Is the question such that its essence is
the stuff of human existence, and thus always there and unanswerable in definitive
manner? If so, might this be because patriarchy is of such entrenched nature in
Western society that it defines society itself? Then, is it that despite all of
the progress that has been made since 1949, not much in terms of freeing women
from stereotype has been achieved?
Feminism has faltered since 1980s, it would
seem. Actions on its behalf since that time have taken for granted so much that contemporary activity undertaken for its survival has been tantamount to paying down the interest instead
of paying off capital. It would seem that the outstanding sum will never be settled.

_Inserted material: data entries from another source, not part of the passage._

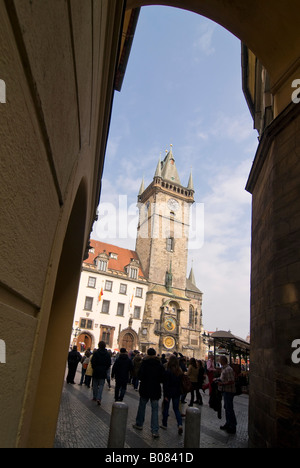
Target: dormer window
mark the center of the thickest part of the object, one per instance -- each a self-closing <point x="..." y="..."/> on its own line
<point x="133" y="273"/>
<point x="102" y="264"/>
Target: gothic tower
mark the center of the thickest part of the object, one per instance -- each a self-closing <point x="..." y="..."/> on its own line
<point x="162" y="247"/>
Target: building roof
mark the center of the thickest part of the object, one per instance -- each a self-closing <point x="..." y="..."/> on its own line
<point x="118" y="262"/>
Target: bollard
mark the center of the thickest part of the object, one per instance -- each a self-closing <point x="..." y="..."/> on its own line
<point x="118" y="423"/>
<point x="192" y="428"/>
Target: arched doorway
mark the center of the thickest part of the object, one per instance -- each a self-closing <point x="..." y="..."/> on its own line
<point x="127" y="341"/>
<point x="84" y="342"/>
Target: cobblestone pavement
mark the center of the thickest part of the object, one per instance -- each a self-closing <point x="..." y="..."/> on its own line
<point x="83" y="424"/>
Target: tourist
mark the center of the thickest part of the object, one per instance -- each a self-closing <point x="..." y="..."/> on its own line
<point x="151" y="376"/>
<point x="227" y="386"/>
<point x="172" y="391"/>
<point x="192" y="373"/>
<point x="121" y="371"/>
<point x="101" y="362"/>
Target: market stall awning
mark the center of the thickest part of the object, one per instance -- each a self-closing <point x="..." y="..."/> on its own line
<point x="230" y="341"/>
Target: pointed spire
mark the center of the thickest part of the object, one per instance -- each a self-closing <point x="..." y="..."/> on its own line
<point x="142" y="188"/>
<point x="169" y="170"/>
<point x="158" y="169"/>
<point x="191" y="183"/>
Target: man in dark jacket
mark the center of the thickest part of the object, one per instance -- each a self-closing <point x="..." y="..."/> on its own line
<point x="100" y="362"/>
<point x="151" y="376"/>
<point x="74" y="357"/>
<point x="121" y="371"/>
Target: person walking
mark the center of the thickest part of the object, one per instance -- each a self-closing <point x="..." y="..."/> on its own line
<point x="137" y="361"/>
<point x="85" y="362"/>
<point x="151" y="375"/>
<point x="121" y="371"/>
<point x="227" y="386"/>
<point x="101" y="362"/>
<point x="172" y="391"/>
<point x="74" y="357"/>
<point x="192" y="373"/>
<point x="201" y="371"/>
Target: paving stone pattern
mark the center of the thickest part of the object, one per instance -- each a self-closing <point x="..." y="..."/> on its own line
<point x="84" y="424"/>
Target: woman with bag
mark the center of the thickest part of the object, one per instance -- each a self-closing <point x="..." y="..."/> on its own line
<point x="192" y="373"/>
<point x="85" y="362"/>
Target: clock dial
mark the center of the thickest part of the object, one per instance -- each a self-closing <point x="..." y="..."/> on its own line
<point x="169" y="324"/>
<point x="169" y="342"/>
<point x="173" y="204"/>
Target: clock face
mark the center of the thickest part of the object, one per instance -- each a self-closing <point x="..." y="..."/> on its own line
<point x="173" y="204"/>
<point x="169" y="324"/>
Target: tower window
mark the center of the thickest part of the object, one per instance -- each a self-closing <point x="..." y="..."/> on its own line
<point x="170" y="244"/>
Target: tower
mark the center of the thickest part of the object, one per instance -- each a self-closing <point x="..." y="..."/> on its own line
<point x="162" y="248"/>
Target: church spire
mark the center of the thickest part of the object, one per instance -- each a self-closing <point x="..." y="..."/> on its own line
<point x="190" y="183"/>
<point x="169" y="170"/>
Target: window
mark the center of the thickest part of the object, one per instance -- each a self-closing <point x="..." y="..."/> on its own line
<point x="133" y="273"/>
<point x="108" y="285"/>
<point x="91" y="282"/>
<point x="105" y="307"/>
<point x="137" y="312"/>
<point x="88" y="304"/>
<point x="102" y="265"/>
<point x="170" y="244"/>
<point x="123" y="288"/>
<point x="105" y="336"/>
<point x="87" y="324"/>
<point x="120" y="309"/>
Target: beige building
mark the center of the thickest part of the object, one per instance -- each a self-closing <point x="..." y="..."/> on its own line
<point x="111" y="299"/>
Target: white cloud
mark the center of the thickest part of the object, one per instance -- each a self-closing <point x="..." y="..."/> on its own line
<point x="203" y="43"/>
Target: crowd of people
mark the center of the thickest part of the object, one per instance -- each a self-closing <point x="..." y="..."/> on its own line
<point x="172" y="377"/>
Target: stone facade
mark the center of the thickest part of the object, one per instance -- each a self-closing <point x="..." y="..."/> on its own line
<point x="173" y="310"/>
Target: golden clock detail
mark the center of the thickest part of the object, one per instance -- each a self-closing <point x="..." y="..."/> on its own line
<point x="169" y="324"/>
<point x="169" y="342"/>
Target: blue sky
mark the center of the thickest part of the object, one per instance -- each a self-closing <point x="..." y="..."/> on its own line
<point x="183" y="88"/>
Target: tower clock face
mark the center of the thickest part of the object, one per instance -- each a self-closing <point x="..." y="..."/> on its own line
<point x="169" y="342"/>
<point x="173" y="204"/>
<point x="169" y="324"/>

Until something changes, in some aspect, the mythic view will prevail that
women are defined by that which men are not – in the sense of
whatever is leftover and not needed to describe and confirm male strength,
vision and power. How could this be otherwise if, as in de Beauvoir’s view,
the body is ‘situated in culture and history’ (Leitch 2001: 1405). Actions
changed, thinking changed, and yet we continue to propulgate a sameness to our
basic thinking. Unless, of course, there is indeed an actual inherent difference between
the sexes that we cannot do or think otherwise.
The risk to women of the gains that have been
achieved are significant; the risk of losing themselves paramount. Rich
writes: “No woman is really an insider in
the institutions fathered by masculine consciousness. When we allow ourselves
to believe we are, we lose touch with parts of ourselves defined as
unacceptable by that consciousness; with the vital toughness and visionary
strength of the angry grandmothers, the shamanesses, the fierce marketwomen of
the Ibo's Women's War, the marriage-resisting women silkworkers of
prerevolutionary China, the millions of widows, midwives, and the women healers
tortured and burned as witches for three centuries in Europe.”
Rich, in her writing, seems also to give
example of de Beauvoir’s description of the body situated in culture and
history, and of Foucault’s idea that the body and sexuality are social
constructs, along with Lévi-Strauss’s idea of ‘female exchange’, the
idea of marrying out of one’s family, tribe, or clan. He proclaimed it to be the
bedrock upon which society is built, the incarnation of the incest taboo. His construction has shaped how society is viewed. As has heterosexuality, Rich believed, because it has been entrenched in culture and history. As such, it has
ensured that men maintain their power over and right to women’s bodies by
insisting on heterosexuality as the only legitimate, and legal, form of partnership.
Bibliography
Leitch, Vincent B. 2001.
The Norton Anthology of Theory and
Criticism. New York: W.W. Norton and Company, Inc.